Fast forward 14 years.
It’s Super Bowl week again, and the media-hype machine is in high gear down in Houston. The NFL wants desperately to cast the defensive struggle that seems sure to emerge in Super Bowl XXXVIII in an attractive, viewer-ensnaring light. Neither New England nor Carolina has much of an offense, but there is one legitimate offensive star. Tom Brady — the hero of Super Bowl XXXVI, the David who caused Kurt Warner’s Goliath to come crashing down — is back. For the second time in three years, the unassuming sixth round pick out of Michigan has led his team to the highest plane of football existence. Suddenly Bill Belichick and the Patriots’ defense is pushed under the table. Tom Brady is the story. Tom Brady is being compared to Joe Montana.

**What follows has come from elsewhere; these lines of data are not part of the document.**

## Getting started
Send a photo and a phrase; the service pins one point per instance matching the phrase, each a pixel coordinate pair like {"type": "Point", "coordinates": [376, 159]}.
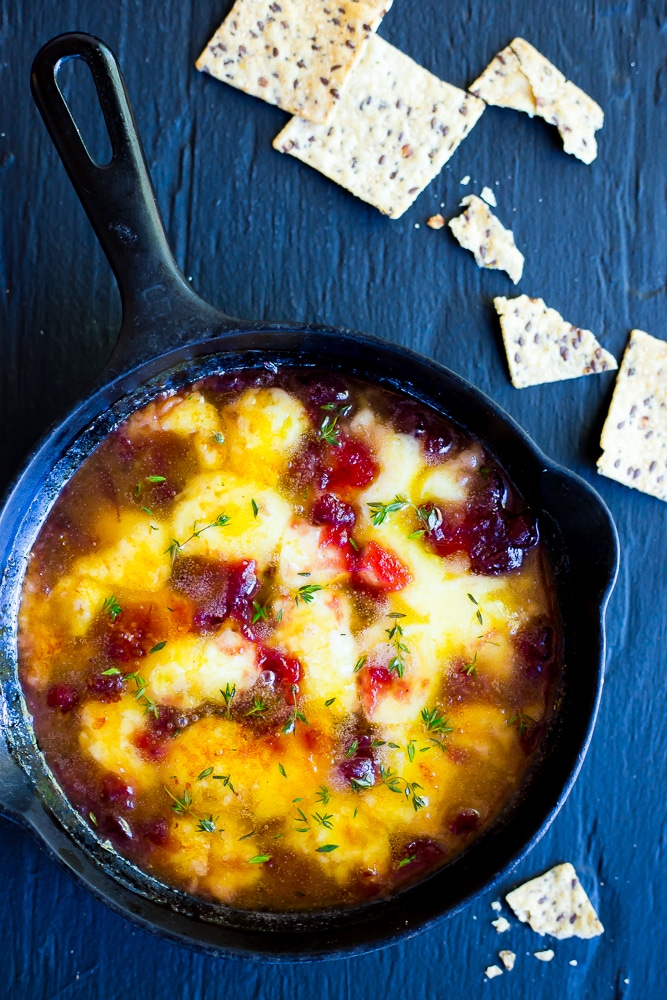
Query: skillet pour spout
{"type": "Point", "coordinates": [169, 338]}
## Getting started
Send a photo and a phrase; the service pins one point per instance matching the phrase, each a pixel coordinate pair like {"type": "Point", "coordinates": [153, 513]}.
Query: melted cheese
{"type": "Point", "coordinates": [193, 670]}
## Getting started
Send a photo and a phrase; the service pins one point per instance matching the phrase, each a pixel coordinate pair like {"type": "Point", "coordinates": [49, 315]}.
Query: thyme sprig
{"type": "Point", "coordinates": [435, 722]}
{"type": "Point", "coordinates": [140, 693]}
{"type": "Point", "coordinates": [428, 518]}
{"type": "Point", "coordinates": [295, 714]}
{"type": "Point", "coordinates": [522, 721]}
{"type": "Point", "coordinates": [329, 429]}
{"type": "Point", "coordinates": [478, 614]}
{"type": "Point", "coordinates": [176, 546]}
{"type": "Point", "coordinates": [228, 696]}
{"type": "Point", "coordinates": [306, 593]}
{"type": "Point", "coordinates": [395, 634]}
{"type": "Point", "coordinates": [183, 806]}
{"type": "Point", "coordinates": [399, 785]}
{"type": "Point", "coordinates": [112, 607]}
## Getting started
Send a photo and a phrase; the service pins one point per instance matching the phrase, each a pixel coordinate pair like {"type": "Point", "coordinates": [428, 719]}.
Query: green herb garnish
{"type": "Point", "coordinates": [307, 592]}
{"type": "Point", "coordinates": [112, 607]}
{"type": "Point", "coordinates": [395, 634]}
{"type": "Point", "coordinates": [329, 430]}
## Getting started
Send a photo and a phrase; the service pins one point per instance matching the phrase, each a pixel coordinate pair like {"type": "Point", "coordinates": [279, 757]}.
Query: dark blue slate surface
{"type": "Point", "coordinates": [265, 237]}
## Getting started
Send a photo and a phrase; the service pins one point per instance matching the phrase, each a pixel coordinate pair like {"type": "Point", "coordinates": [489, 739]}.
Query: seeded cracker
{"type": "Point", "coordinates": [634, 437]}
{"type": "Point", "coordinates": [520, 77]}
{"type": "Point", "coordinates": [395, 128]}
{"type": "Point", "coordinates": [542, 347]}
{"type": "Point", "coordinates": [293, 53]}
{"type": "Point", "coordinates": [477, 229]}
{"type": "Point", "coordinates": [556, 903]}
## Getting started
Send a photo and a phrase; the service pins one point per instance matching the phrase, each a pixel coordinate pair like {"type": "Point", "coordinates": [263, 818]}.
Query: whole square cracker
{"type": "Point", "coordinates": [556, 904]}
{"type": "Point", "coordinates": [293, 53]}
{"type": "Point", "coordinates": [522, 78]}
{"type": "Point", "coordinates": [542, 347]}
{"type": "Point", "coordinates": [395, 128]}
{"type": "Point", "coordinates": [477, 229]}
{"type": "Point", "coordinates": [634, 437]}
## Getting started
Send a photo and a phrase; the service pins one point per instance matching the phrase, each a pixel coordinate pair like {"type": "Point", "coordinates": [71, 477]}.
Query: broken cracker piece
{"type": "Point", "coordinates": [634, 437]}
{"type": "Point", "coordinates": [503, 84]}
{"type": "Point", "coordinates": [487, 195]}
{"type": "Point", "coordinates": [477, 229]}
{"type": "Point", "coordinates": [501, 924]}
{"type": "Point", "coordinates": [542, 347]}
{"type": "Point", "coordinates": [395, 128]}
{"type": "Point", "coordinates": [297, 54]}
{"type": "Point", "coordinates": [522, 78]}
{"type": "Point", "coordinates": [556, 903]}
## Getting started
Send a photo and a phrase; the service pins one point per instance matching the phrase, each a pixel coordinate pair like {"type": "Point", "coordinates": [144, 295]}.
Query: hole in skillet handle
{"type": "Point", "coordinates": [77, 86]}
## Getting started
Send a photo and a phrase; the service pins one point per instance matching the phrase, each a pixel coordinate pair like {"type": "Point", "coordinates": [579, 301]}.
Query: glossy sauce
{"type": "Point", "coordinates": [288, 640]}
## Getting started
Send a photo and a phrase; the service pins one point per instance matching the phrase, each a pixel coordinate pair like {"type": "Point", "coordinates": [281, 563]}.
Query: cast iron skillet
{"type": "Point", "coordinates": [168, 338]}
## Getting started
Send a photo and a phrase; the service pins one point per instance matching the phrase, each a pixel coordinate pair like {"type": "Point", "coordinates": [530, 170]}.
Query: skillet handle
{"type": "Point", "coordinates": [119, 198]}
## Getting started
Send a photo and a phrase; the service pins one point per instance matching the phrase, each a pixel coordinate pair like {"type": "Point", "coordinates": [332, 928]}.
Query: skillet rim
{"type": "Point", "coordinates": [72, 428]}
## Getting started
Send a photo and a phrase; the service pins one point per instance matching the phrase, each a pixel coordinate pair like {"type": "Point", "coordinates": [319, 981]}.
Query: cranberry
{"type": "Point", "coordinates": [465, 821]}
{"type": "Point", "coordinates": [494, 538]}
{"type": "Point", "coordinates": [242, 586]}
{"type": "Point", "coordinates": [203, 580]}
{"type": "Point", "coordinates": [359, 763]}
{"type": "Point", "coordinates": [116, 793]}
{"type": "Point", "coordinates": [447, 537]}
{"type": "Point", "coordinates": [537, 647]}
{"type": "Point", "coordinates": [307, 468]}
{"type": "Point", "coordinates": [380, 568]}
{"type": "Point", "coordinates": [217, 589]}
{"type": "Point", "coordinates": [152, 742]}
{"type": "Point", "coordinates": [374, 680]}
{"type": "Point", "coordinates": [105, 687]}
{"type": "Point", "coordinates": [436, 435]}
{"type": "Point", "coordinates": [128, 636]}
{"type": "Point", "coordinates": [420, 856]}
{"type": "Point", "coordinates": [285, 669]}
{"type": "Point", "coordinates": [353, 466]}
{"type": "Point", "coordinates": [319, 391]}
{"type": "Point", "coordinates": [330, 509]}
{"type": "Point", "coordinates": [62, 696]}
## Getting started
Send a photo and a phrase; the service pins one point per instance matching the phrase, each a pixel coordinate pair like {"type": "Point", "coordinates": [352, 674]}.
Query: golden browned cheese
{"type": "Point", "coordinates": [257, 661]}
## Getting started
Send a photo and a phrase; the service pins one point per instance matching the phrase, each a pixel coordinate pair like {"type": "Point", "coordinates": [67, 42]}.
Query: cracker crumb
{"type": "Point", "coordinates": [395, 127]}
{"type": "Point", "coordinates": [508, 958]}
{"type": "Point", "coordinates": [489, 197]}
{"type": "Point", "coordinates": [501, 924]}
{"type": "Point", "coordinates": [521, 78]}
{"type": "Point", "coordinates": [491, 971]}
{"type": "Point", "coordinates": [556, 903]}
{"type": "Point", "coordinates": [477, 229]}
{"type": "Point", "coordinates": [296, 55]}
{"type": "Point", "coordinates": [634, 436]}
{"type": "Point", "coordinates": [543, 347]}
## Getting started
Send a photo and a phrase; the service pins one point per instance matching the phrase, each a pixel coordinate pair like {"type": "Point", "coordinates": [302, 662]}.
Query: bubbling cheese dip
{"type": "Point", "coordinates": [288, 639]}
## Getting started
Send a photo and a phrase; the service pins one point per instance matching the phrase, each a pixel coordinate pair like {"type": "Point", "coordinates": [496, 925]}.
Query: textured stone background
{"type": "Point", "coordinates": [265, 237]}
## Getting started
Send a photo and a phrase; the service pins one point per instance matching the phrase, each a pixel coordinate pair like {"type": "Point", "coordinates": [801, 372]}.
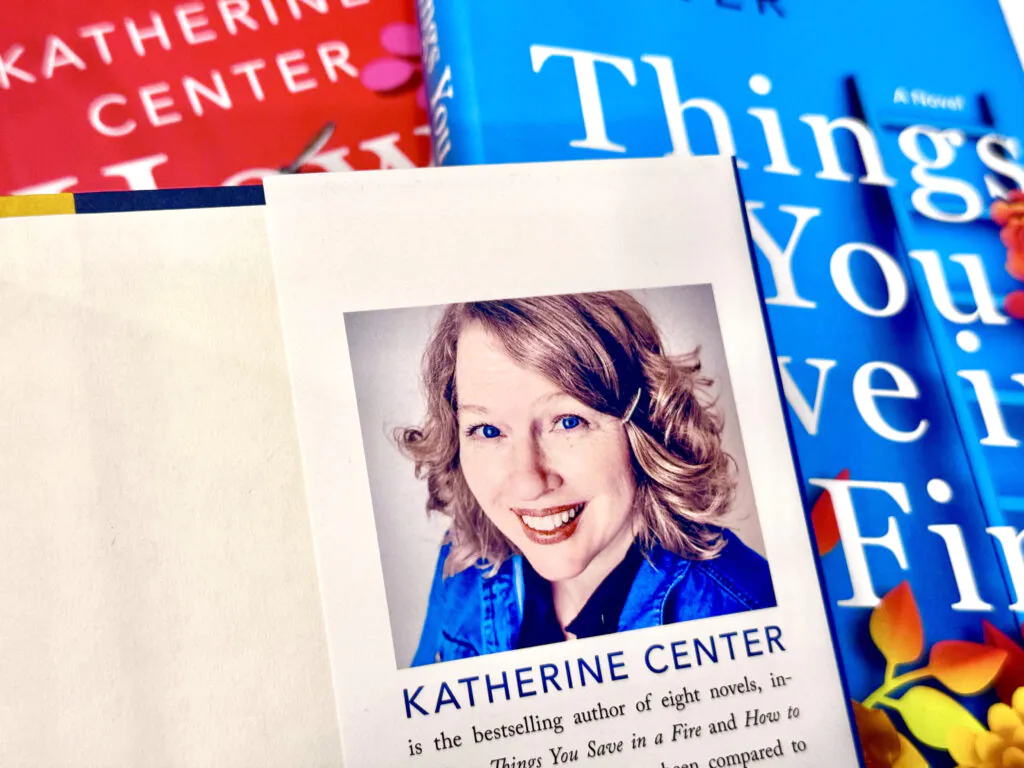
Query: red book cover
{"type": "Point", "coordinates": [121, 94]}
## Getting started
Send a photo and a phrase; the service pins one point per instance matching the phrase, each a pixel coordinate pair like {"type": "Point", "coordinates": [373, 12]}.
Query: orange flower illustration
{"type": "Point", "coordinates": [1009, 214]}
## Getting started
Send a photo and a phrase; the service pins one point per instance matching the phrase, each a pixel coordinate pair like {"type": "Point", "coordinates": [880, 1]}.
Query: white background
{"type": "Point", "coordinates": [372, 241]}
{"type": "Point", "coordinates": [386, 347]}
{"type": "Point", "coordinates": [159, 603]}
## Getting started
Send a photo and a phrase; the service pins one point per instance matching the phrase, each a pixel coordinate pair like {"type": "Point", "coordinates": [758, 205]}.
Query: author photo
{"type": "Point", "coordinates": [574, 470]}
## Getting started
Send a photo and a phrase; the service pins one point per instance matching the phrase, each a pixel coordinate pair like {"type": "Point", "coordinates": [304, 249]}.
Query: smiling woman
{"type": "Point", "coordinates": [583, 472]}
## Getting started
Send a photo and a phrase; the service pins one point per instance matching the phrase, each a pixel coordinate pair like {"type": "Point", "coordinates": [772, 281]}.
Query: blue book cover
{"type": "Point", "coordinates": [872, 139]}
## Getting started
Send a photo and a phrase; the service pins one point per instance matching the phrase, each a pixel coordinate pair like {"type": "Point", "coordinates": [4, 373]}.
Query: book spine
{"type": "Point", "coordinates": [455, 122]}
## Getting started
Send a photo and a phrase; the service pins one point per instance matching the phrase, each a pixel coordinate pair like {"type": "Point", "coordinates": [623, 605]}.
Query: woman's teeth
{"type": "Point", "coordinates": [551, 522]}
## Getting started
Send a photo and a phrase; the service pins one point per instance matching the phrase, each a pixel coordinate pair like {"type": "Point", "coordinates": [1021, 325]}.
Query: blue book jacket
{"type": "Point", "coordinates": [872, 138]}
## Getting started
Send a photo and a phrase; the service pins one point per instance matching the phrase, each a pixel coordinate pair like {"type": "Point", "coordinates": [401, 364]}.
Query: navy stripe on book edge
{"type": "Point", "coordinates": [159, 200]}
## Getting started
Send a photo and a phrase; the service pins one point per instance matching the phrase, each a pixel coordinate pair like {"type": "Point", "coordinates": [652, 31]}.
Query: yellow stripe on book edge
{"type": "Point", "coordinates": [37, 205]}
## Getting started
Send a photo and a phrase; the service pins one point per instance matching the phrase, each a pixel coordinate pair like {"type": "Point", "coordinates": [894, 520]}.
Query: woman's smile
{"type": "Point", "coordinates": [551, 525]}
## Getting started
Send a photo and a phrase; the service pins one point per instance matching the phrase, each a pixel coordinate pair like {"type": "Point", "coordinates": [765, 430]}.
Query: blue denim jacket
{"type": "Point", "coordinates": [471, 614]}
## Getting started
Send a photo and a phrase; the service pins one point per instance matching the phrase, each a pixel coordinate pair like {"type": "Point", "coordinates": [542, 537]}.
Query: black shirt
{"type": "Point", "coordinates": [598, 616]}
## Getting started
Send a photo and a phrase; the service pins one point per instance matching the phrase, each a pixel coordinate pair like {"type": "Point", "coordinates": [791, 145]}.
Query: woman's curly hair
{"type": "Point", "coordinates": [602, 349]}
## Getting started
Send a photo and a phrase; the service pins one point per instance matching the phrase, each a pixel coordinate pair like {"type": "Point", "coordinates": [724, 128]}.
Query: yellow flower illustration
{"type": "Point", "coordinates": [999, 747]}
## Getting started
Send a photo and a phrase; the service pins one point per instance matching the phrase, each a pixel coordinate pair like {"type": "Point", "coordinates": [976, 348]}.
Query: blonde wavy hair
{"type": "Point", "coordinates": [602, 349]}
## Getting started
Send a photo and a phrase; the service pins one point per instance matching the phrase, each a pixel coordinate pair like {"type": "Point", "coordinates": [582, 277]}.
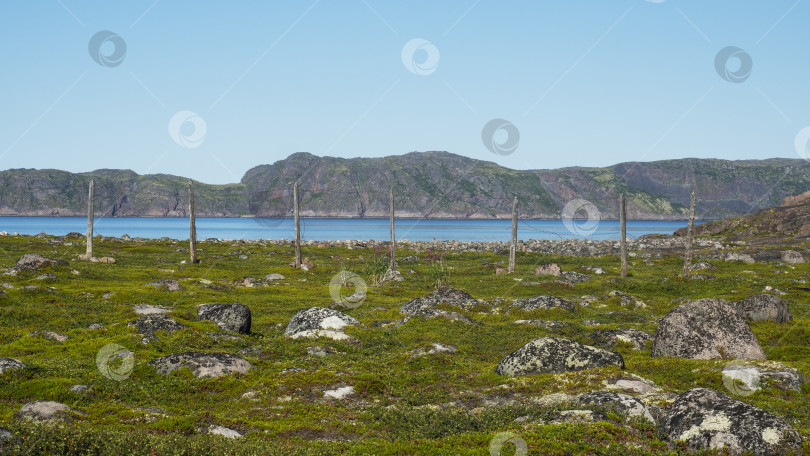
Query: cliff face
{"type": "Point", "coordinates": [429, 184]}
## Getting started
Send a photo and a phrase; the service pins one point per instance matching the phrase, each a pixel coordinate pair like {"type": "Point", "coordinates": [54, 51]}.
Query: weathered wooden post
{"type": "Point", "coordinates": [623, 241]}
{"type": "Point", "coordinates": [90, 209]}
{"type": "Point", "coordinates": [393, 265]}
{"type": "Point", "coordinates": [192, 224]}
{"type": "Point", "coordinates": [297, 227]}
{"type": "Point", "coordinates": [513, 244]}
{"type": "Point", "coordinates": [687, 261]}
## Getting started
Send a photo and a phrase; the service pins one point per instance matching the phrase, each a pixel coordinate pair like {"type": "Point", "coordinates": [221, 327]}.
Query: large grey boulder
{"type": "Point", "coordinates": [229, 317]}
{"type": "Point", "coordinates": [706, 329]}
{"type": "Point", "coordinates": [10, 364]}
{"type": "Point", "coordinates": [763, 307]}
{"type": "Point", "coordinates": [46, 411]}
{"type": "Point", "coordinates": [706, 419]}
{"type": "Point", "coordinates": [543, 302]}
{"type": "Point", "coordinates": [34, 261]}
{"type": "Point", "coordinates": [555, 355]}
{"type": "Point", "coordinates": [202, 365]}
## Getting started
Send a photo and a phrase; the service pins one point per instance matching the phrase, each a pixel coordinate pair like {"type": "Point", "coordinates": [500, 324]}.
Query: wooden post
{"type": "Point", "coordinates": [90, 210]}
{"type": "Point", "coordinates": [687, 261]}
{"type": "Point", "coordinates": [623, 240]}
{"type": "Point", "coordinates": [393, 265]}
{"type": "Point", "coordinates": [192, 224]}
{"type": "Point", "coordinates": [297, 227]}
{"type": "Point", "coordinates": [513, 245]}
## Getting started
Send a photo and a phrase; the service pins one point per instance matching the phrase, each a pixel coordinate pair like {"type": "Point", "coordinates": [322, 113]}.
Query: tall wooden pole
{"type": "Point", "coordinates": [297, 227]}
{"type": "Point", "coordinates": [90, 210]}
{"type": "Point", "coordinates": [393, 265]}
{"type": "Point", "coordinates": [687, 261]}
{"type": "Point", "coordinates": [192, 224]}
{"type": "Point", "coordinates": [513, 245]}
{"type": "Point", "coordinates": [623, 241]}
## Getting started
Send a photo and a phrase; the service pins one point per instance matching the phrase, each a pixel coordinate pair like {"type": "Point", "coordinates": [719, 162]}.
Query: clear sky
{"type": "Point", "coordinates": [583, 83]}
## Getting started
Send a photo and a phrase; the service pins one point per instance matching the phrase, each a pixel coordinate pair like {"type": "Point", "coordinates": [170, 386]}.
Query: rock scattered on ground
{"type": "Point", "coordinates": [706, 329]}
{"type": "Point", "coordinates": [555, 355]}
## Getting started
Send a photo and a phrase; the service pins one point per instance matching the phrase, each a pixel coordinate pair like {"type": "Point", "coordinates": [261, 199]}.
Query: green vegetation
{"type": "Point", "coordinates": [401, 402]}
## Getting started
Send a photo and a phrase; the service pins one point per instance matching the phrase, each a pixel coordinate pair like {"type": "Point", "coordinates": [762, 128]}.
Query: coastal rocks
{"type": "Point", "coordinates": [706, 419]}
{"type": "Point", "coordinates": [763, 307]}
{"type": "Point", "coordinates": [706, 329]}
{"type": "Point", "coordinates": [543, 302]}
{"type": "Point", "coordinates": [10, 364]}
{"type": "Point", "coordinates": [202, 365]}
{"type": "Point", "coordinates": [608, 338]}
{"type": "Point", "coordinates": [229, 317]}
{"type": "Point", "coordinates": [34, 261]}
{"type": "Point", "coordinates": [46, 411]}
{"type": "Point", "coordinates": [166, 285]}
{"type": "Point", "coordinates": [555, 355]}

When I first heard the comparison made, I was incredulous. Tom Brady is a bright young star, but he wasn’t even the best quarterback in the league this season. That honor belongs to Co-MVP’s Steve McNair and Peyton Manning. Brady may have beaten them in the playoffs, but there were extenuating circumstances (see: Bill Belichick’s defense). The comparison seemed ridiculous. After all, Tom Brady is just a quarterback. Joe Montana is an immortal. Tom Brady is sliced bread. Joe Montana is Disney World.
Being a stat-geek, I went to the numbers. Those would prove such a comparison to be utterly foolish. I would, of course, only compare Brady’s stats with Montana’s stats through his first four years. Only fair.
The most basic measuring stick for a quarterback is passing yards. And by that barometer Brady beats Montana 10, 233 to 8,069. Montana and Brady played sparingly as rookies, and emerged early in their second year. But Montana’s fourth season, 1982, was a strike-shortened nine game campaign. Thus Brady has 414 more attempts and 242 more completions than Montana by this point in his career, accounting for the yardage advantage.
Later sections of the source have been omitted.